Is foreign aid good for poor countries?

The United Nations recommends that developed countries should spend 0.7% of their gross national product on supporting less-developed countries to improve well-being and institutional development (Roodman, 2004). Accordingly, foreign aid has been considered as one of the most important policy tools of rich countries with regards to poor countries (Qian, 2015). In recipient economies such as Taiwan, South Korea, and Botswana in the past, or Malaysia and Indonesia more recently, it has made significant contributions to economic growth and poverty reduction (Riddell, 2008). The rationale of foreign aid is that poor countries lack financial resources to invest in development projects and programs and can fall into a ‘poverty trap’ (Sachs, 2005). Therefore, foreign aid aims to help these countries escape the vicious cycle of poverty and start to grow by itself by funding basic services such as healthcare, education, infrastructure, and other opportunities that they would not have without aid funds. Sachs (2005) notes that if developed countries decide to cut international aid, more than 6 million Africans may die each year due to preventable and treatable causes. Stiglitz (2002) also supports the fact that increasing foreign aid could be effective in breaking out of extreme poverty.

However, foreign aid also has negative effects on recipient countries (e.g., Easterly & William, 2014; Moyo, 2010). According to this view, it can (1) foster corruption, (2) increase foreign debt, and (3) create dependencies. First, foreign aid provides fuel to corruption in these countries because of poor governance and lack of accountability. Corrupt regimes will often undermine civil societies and restrict civil liberties by increasing the burden of government and reducing individual rights, making both foreign and domestic investment in poor countries unattractive. Second, foreign debt of recipient countries is also increased by aid investments from developed countries. This raises some seriously financial problems and further exacerbates poverty because governments tend to increase taxes in order to repay these debts. Third, less-developed countries are dependent on developed countries both economically and politically when receiving international aid. Most assistance packages are provided with many attached conditions while recipient countries tend to perform less well economically than countries without receiving foreign aid (Moyo, 2010). In addition to the above-mentioned issues, foreign aid investments also lead to conflicts as well as other social problems in many less-developed countries in the world.

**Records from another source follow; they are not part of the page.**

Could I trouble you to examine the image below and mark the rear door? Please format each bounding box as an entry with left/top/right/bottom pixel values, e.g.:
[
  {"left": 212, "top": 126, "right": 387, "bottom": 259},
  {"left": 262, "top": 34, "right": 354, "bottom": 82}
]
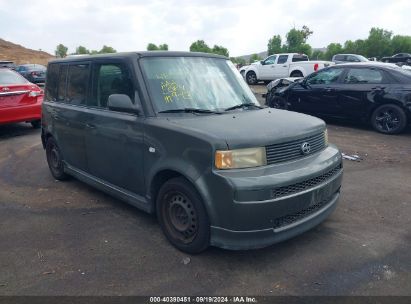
[
  {"left": 289, "top": 67, "right": 345, "bottom": 116},
  {"left": 338, "top": 67, "right": 389, "bottom": 119},
  {"left": 51, "top": 62, "right": 90, "bottom": 171},
  {"left": 84, "top": 59, "right": 146, "bottom": 195}
]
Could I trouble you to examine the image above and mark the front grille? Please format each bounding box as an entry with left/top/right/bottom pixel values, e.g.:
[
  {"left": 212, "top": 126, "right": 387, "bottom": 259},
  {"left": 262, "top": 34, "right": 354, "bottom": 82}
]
[
  {"left": 266, "top": 132, "right": 326, "bottom": 165},
  {"left": 271, "top": 164, "right": 342, "bottom": 199},
  {"left": 273, "top": 196, "right": 332, "bottom": 229}
]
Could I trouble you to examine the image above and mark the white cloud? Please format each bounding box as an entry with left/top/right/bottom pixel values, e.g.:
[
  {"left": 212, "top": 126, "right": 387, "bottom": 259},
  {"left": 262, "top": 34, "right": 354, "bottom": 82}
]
[{"left": 0, "top": 0, "right": 410, "bottom": 57}]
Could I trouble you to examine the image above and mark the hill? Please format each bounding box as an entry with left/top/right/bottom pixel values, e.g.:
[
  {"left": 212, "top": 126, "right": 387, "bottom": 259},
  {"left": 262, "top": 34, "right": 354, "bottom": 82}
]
[{"left": 0, "top": 38, "right": 54, "bottom": 65}]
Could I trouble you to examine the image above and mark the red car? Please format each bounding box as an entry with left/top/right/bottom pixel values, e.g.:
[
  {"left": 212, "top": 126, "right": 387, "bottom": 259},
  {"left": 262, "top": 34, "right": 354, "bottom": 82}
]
[{"left": 0, "top": 68, "right": 43, "bottom": 128}]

All in all, foreign aid can be a solution for many poor countries but not all countries.  There should be prerequisites for a country to better utilize aid in order to avoid overdependence, corruption, and negative impacts on future generations. By comparing African countries that refused aid and other countries that depended on aid, Moyo (2010) also clarifies the fact that pouring billions of dollars into Africa has left many African nations in a terrifying trap: over-reliance on foreign aid, rampant corruption, market distortions, and aggravation of poverty situation. Moyo (2010) also proposes a new roadmap for development assistance programs for the poorest countries in the world – a roadmap that ensures significant economic growth and poverty reduction without making these countries dependent on foreign aid. However, the future of development assistance depends dramatically on the efforts and political will of donor governments and their aid agencies to address negative impacts of aid packages. If providing international aid or other inputs do not contribute to the advancement in “know-how”, they would not change into improvement in productivity. In this case, an aid recipient country would not be able to improve its economic development despite receiving more aid. As a result, it would be essential to examine incentives and abilities to effectively utilize resources.

Bao Nguyen 


Easterly & William. (2014). The Tyranny of Experts: Economists, Dictators, and The Forgotten Rights of the Poor. Basic Books

Moyo, D. (2010). Dead Aid: Why Aid Makes Things Worse and How There Is Another Way for Africa. Penguin.

Qian, N. (2015). Making Progress on Foreign Aid. Annu. Rev. Econ.7(1), 277-308.

Riddell, R. (2008). Does Foreign Aid Really Work?. Oxford University Press.

Roodman, D. (2004). The Commitment to Development Index, 2004 Edition. Center for Global Development, Washington DC.

Sachs, J. (2005). The End of Poverty: Economic Possibilities for Our Time. New York: Penguin Press.